EPOS systems are now commonplace across the retail sector, after becoming more and more popular over the last 20 years. They have completely replaced traditional tills as a way of securing cash and process transactions. EPOS systems offer many advantages, from improving the customer experience to reducing human error as well as being convenient for both staff and consumers. With EPOS systems being so important, what happens if the power fails?

Without power EPOS systems don’t work. This means there is no way to process customer transactions. Power cuts are more common than you think, in our recent survey we found that 62%of businesses suffered a loss of utility power in the last year, with 22% saying the power cut lasted most of a day or longer. Even if the power cut is only an hour that is too long a time in which you can’t effectively help your customers effectively.

Some stores also lost data due to power cuts. This includes credit card transactions as the information was only uploaded ever 20mins. Even a single power cut could cause a lot of already completed sales to be lost, even though the customer left the store before the power cut began.

Let’s say there was a power cut at a fictional store. This store makes a revenue of £150,000 revenue a week, opens every day between 8am and 8pm and has an average of 40 employees working onsite between these times.

If there is a power cut at the store's busiest time, it could lose up to £3000 in revenue every hour the power is out.  This how much the fictional store could lose from their EPOS systems going down alone.

But this isn’t the only loss which has to be taken into account.

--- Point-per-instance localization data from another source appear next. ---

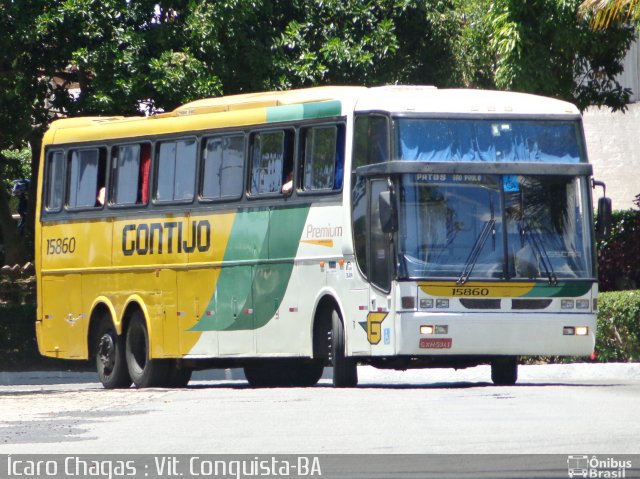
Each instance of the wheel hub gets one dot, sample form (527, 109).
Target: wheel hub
(106, 351)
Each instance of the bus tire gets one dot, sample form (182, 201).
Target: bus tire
(504, 371)
(144, 371)
(111, 362)
(345, 369)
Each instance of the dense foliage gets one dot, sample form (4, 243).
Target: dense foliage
(619, 326)
(619, 253)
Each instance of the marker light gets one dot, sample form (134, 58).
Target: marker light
(567, 304)
(408, 302)
(442, 303)
(582, 304)
(582, 330)
(426, 303)
(426, 329)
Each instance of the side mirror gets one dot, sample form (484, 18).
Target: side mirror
(603, 215)
(603, 221)
(387, 210)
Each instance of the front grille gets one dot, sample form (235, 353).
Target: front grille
(530, 303)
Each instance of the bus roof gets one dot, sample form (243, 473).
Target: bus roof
(269, 107)
(420, 99)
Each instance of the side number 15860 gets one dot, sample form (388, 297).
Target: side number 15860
(61, 245)
(470, 292)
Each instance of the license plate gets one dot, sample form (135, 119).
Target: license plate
(436, 343)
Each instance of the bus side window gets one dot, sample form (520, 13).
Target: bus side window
(271, 161)
(371, 140)
(126, 166)
(323, 163)
(87, 178)
(223, 167)
(143, 179)
(176, 170)
(54, 181)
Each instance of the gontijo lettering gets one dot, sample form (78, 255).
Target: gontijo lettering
(167, 237)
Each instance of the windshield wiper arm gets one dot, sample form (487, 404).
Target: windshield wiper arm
(472, 259)
(539, 248)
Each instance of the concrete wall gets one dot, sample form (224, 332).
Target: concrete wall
(613, 145)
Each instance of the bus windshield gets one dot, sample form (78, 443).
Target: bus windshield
(545, 141)
(494, 227)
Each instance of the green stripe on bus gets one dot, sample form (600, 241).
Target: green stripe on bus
(304, 111)
(247, 296)
(562, 289)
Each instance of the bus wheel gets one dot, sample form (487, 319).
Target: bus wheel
(144, 371)
(178, 377)
(110, 358)
(345, 369)
(504, 371)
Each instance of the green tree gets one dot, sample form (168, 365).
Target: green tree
(604, 13)
(369, 43)
(544, 47)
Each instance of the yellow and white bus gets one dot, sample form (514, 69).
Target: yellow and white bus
(399, 227)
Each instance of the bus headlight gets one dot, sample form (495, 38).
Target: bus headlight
(426, 329)
(582, 304)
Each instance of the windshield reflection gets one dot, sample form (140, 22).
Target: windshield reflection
(493, 227)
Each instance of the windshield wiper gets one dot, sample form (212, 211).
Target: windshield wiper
(541, 251)
(472, 259)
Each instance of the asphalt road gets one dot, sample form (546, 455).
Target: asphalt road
(561, 409)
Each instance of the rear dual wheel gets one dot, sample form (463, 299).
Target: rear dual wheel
(345, 369)
(144, 371)
(111, 362)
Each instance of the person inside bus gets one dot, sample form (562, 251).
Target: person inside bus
(287, 187)
(100, 197)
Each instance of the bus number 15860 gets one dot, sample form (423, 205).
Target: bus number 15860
(470, 291)
(61, 245)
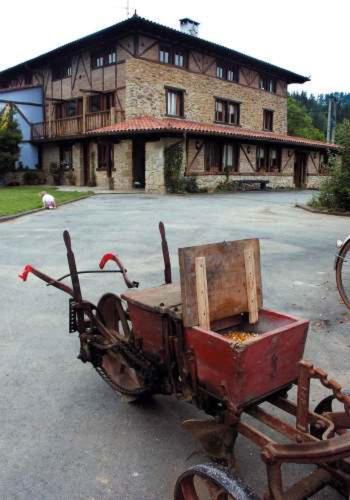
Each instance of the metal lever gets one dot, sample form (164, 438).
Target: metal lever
(166, 256)
(50, 281)
(72, 267)
(111, 256)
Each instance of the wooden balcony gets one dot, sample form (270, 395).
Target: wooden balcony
(75, 125)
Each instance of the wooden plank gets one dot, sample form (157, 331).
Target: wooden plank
(253, 307)
(202, 293)
(226, 279)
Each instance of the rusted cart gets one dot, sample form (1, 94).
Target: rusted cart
(172, 339)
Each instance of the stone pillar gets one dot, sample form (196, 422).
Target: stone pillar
(50, 160)
(93, 158)
(154, 165)
(123, 166)
(78, 159)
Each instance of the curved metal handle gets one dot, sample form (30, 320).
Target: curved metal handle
(111, 256)
(24, 274)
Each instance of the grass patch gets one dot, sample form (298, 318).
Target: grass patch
(14, 200)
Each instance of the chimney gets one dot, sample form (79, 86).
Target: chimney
(189, 26)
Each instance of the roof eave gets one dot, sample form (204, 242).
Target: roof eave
(137, 22)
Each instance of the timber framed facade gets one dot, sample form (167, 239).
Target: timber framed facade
(114, 101)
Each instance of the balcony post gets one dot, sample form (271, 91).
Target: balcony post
(50, 108)
(112, 111)
(84, 112)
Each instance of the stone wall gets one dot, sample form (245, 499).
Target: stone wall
(78, 163)
(123, 175)
(154, 168)
(145, 95)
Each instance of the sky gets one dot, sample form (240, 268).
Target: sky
(309, 37)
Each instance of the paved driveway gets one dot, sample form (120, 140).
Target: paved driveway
(64, 434)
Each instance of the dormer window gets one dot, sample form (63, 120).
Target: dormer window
(268, 120)
(179, 58)
(228, 72)
(175, 56)
(174, 102)
(268, 84)
(164, 55)
(220, 71)
(105, 57)
(227, 112)
(62, 70)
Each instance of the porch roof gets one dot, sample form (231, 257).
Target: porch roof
(149, 124)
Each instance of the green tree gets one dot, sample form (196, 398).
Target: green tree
(10, 137)
(335, 191)
(300, 122)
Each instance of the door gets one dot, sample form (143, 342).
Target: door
(138, 160)
(300, 170)
(86, 164)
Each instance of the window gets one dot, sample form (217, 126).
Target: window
(268, 84)
(105, 156)
(62, 70)
(221, 156)
(268, 120)
(219, 111)
(169, 55)
(219, 71)
(324, 163)
(100, 102)
(68, 109)
(28, 79)
(179, 58)
(268, 158)
(174, 102)
(66, 156)
(164, 55)
(227, 72)
(103, 58)
(227, 112)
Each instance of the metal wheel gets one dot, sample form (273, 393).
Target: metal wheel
(211, 482)
(342, 273)
(340, 419)
(114, 369)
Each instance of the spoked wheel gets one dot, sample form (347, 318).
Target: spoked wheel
(114, 368)
(211, 482)
(340, 419)
(342, 274)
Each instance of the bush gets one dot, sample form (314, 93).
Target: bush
(188, 185)
(227, 186)
(32, 178)
(172, 168)
(335, 191)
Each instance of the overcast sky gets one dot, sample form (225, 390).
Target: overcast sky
(310, 37)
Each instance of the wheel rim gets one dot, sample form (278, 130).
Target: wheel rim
(211, 482)
(195, 487)
(343, 274)
(120, 373)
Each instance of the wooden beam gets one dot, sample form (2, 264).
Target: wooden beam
(149, 47)
(247, 157)
(252, 295)
(202, 293)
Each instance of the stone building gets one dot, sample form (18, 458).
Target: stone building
(114, 101)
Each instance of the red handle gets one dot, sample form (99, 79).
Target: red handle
(106, 258)
(26, 270)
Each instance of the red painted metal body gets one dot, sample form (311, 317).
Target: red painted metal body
(247, 372)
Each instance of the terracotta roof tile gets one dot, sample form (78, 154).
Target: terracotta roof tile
(149, 124)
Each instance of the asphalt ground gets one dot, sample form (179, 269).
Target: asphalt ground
(64, 434)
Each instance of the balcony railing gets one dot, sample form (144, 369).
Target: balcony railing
(76, 125)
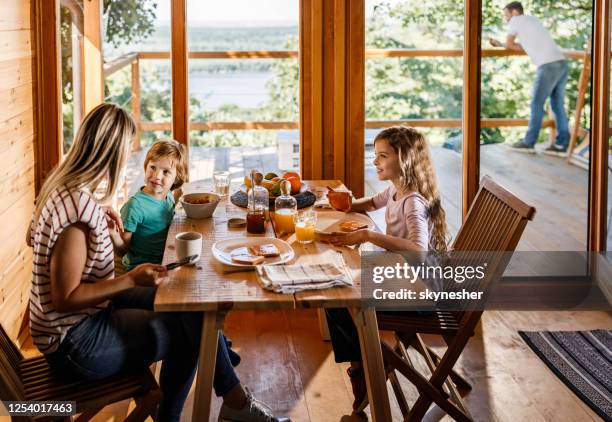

The 40 employees on site would be unable to do their jobs. The average salary for an employee is £25K a year. Using this we can work out that the average hourly rate is £12.80. (Assuming they are paid 52 weeks a week and work 37.5 hours a week.) This means for each hour the power cut persists the store loses £512.

That is a loss of over 3.5K ever hour there is a power cut and this doesn’t take into a count loss of perishable items due to lack of refrigeration, loss of customer faith or the inability to receive deliveries.

If the power cut persists for 5 hours that is a loss of up to 17.5K and for 22% of businesses it could be this or longer.

Fortunately, there are ways of planning for this and ensuring your business’ continuity.

To keep your EPOS systems running, you can fit them with a small individual UPS. This could be fitted to a handful tills to ensure you can at least process transactions of the customers who were present when the power cut began.

A UPS would also benefit EPOS systems if there were frequent small power cuts. The power could keep going on and off for a few seconds every few minutes and the UPS would keep the EPOS running without any issues.

Alternatively, you could have a centralised UPS to keep all your essential systems running to allow a controlled shutdown, which will also enable you to keep all your customers informed. Finally, you could look at the option of a generator to keep the whole store running for as long as the power cut lasts.

With power cuts becoming more and more of an issue across the country as a whole, it is wise is wise to at least have a backup up for some of your EPOS systems. There is nothing more frustrating for a consumer than not being able to complete their purchase and nothing worst for a business than suffer a financial loss, especially when it could be mitigated by a little forward planning.